In my view, contracts for work can involve continuing obligations. Electronic-communications contracts or contracts for daily cleaning services would also be appropriate examples here. Consequently, the continuous nature of certain digital services, among them the provision of cloud services, should not rule out the qualification of any specific contract as a contract for work under Estonian law.

4. Conclusion

This article presented an analysis of the qualification of contracts for the supply of digital content and digital services under Estonian law. Particular focus was placed on cloud services contracts and software as a service contracts.

As the object of a lease contract has to be a thing, concluding a lease contract is certainly a possible form for the supply of digital content or digital services where the digital content is stored on some physical medium and this medium is delivered to the consumer under the lease contract. Furthermore, German court practice qualifies cloud-services contracts as lease contracts even if no thing is delivered, as long as the software is stored somewhere on some physical medium. To my knowledge, no similar court practice exists in Estonia, and, therefore, the question arises of whether granting use of a thing could also be interpreted so broadly under Estonian law. It is my opinion that the benefit the consumer receives under such a contract is not the use of a thing and the connection to an actual physical thing (for example, a server) cannot be so remote.

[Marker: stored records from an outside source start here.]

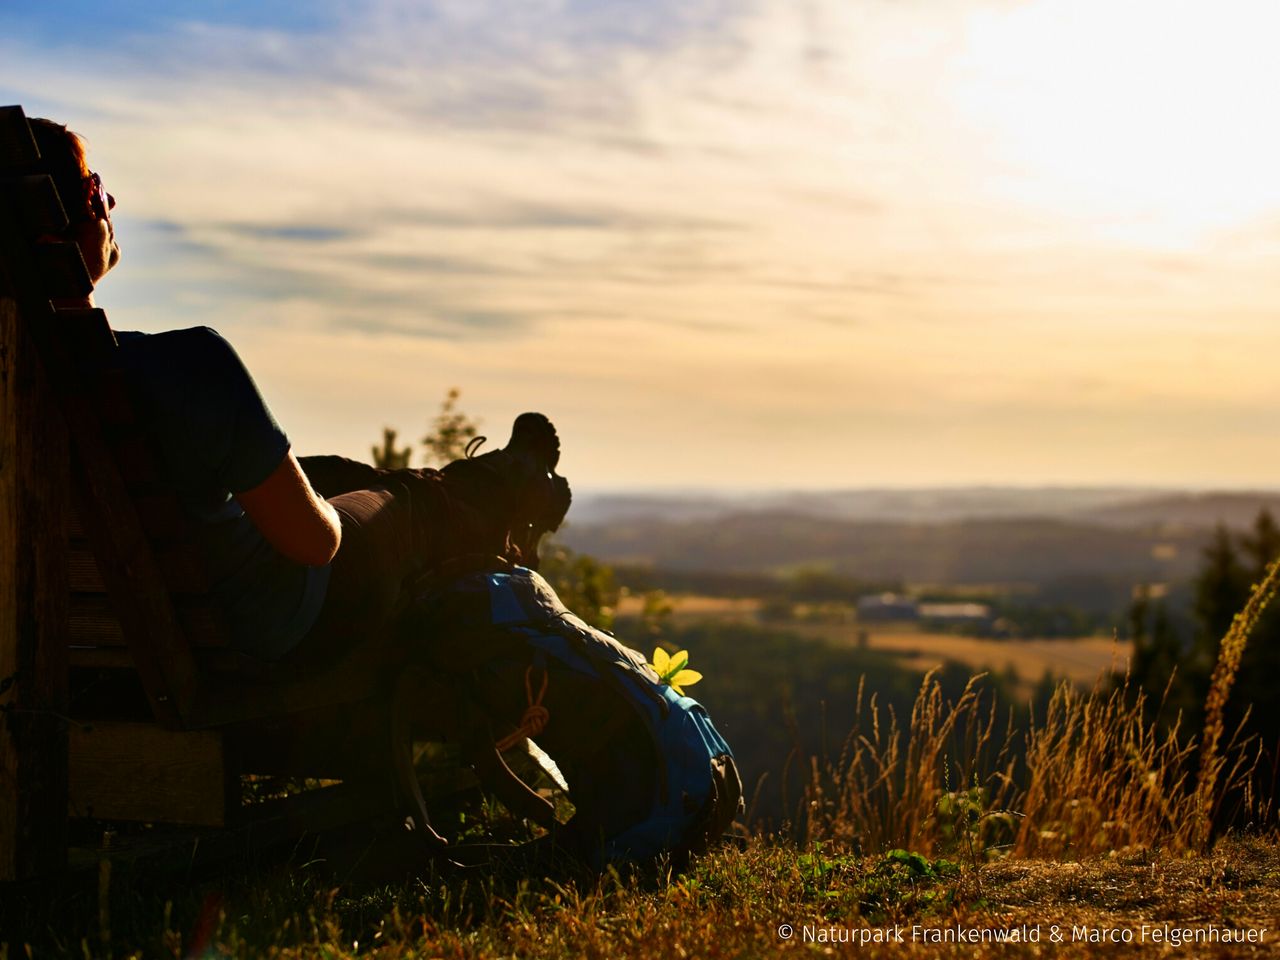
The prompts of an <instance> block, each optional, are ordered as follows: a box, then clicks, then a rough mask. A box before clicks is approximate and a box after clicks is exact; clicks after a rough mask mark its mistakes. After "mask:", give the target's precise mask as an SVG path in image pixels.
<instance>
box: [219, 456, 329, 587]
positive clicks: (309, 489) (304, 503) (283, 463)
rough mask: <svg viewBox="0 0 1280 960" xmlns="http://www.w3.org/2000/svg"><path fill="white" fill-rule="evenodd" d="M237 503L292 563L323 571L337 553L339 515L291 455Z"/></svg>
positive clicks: (237, 498)
mask: <svg viewBox="0 0 1280 960" xmlns="http://www.w3.org/2000/svg"><path fill="white" fill-rule="evenodd" d="M236 499H237V500H239V504H241V506H242V507H243V508H244V512H246V513H247V515H248V518H250V520H252V521H253V525H255V526H256V527H257V529H259V531H260V532H261V534H262V536H264V538H266V541H268V543H269V544H271V547H274V548H275V549H276V550H279V552H280V553H282V554H284V556H285V557H288V558H289V559H292V561H294V562H297V563H305V564H306V566H308V567H321V566H324V564H325V563H328V562H329V561H332V559H333V556H334V554H335V553H337V552H338V544H340V543H342V524H340V522H339V520H338V512H337V511H335V509H334V508H333V506H330V504H329V503H328V502H326V500H325V499H324V498H321V497H320V494H317V493H316V492H315V490H314V489H311V484H310V483H307V477H306V475H305V474H303V472H302V467H301V466H298V460H297V457H294V456H293V453H292V451H291V452H289V453H287V454H285V457H284V460H283V461H280V466H278V467H276V468H275V470H274V471H271V474H270V476H268V477H266V480H264V481H262V483H260V484H259V485H257V486H255V488H253V489H252V490H244V492H243V493H237V494H236Z"/></svg>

In the case of a usufructuary lease contract, the object of the contract can be an incorporeal object. Yet another distinguishing characteristic of a usufructuary lease contract, under Estonian law and under German law as well, remains: the element of obtaining fruit. This requirement excludes the possibility of qualifying such contracts as usufructuary lease contracts.

The supply of digital content and digital services, including the provision of cloud services, is normally oriented toward achievement of a result. This orientation is characteristic of contracts for work; therefore, contracts for the supply of digital services should be qualified as contracts for work rather than contracts for services, in practice. Said qualification is not precluded by the continuous supply of digital services, as contracts for work may well involve continuing obligations. Likewise, this conclusion should not be affected by the fact that providing the digital service may be linked also to actions of third parties, such as the consumer’s Internet service provider.

Whether the obligations of the trader are rather more characteristic of work or of lease is difficult to ascertain precisely. On the one hand, the consumer has the opportunity to use software, but, on the other hand, the obligation to ensure continuous access can be seen as a specific result that is dependent on the actions of the trader. At the same time, unlike in the case of lease contracts, when one applies the rules pertaining to contracts for work, the supply of digital content or digital services presents no difficulties related to the object of the contract or in relation to subjecting the obligations of the consumer to the rules on contracts for work. Therefore, cloud-services contracts and software-as-a-service contracts should be qualified as contracts for work, not as leasing contracts, under Estonian law. Accordingly, there is no need to apply the rules on lease contracts by way of analogy.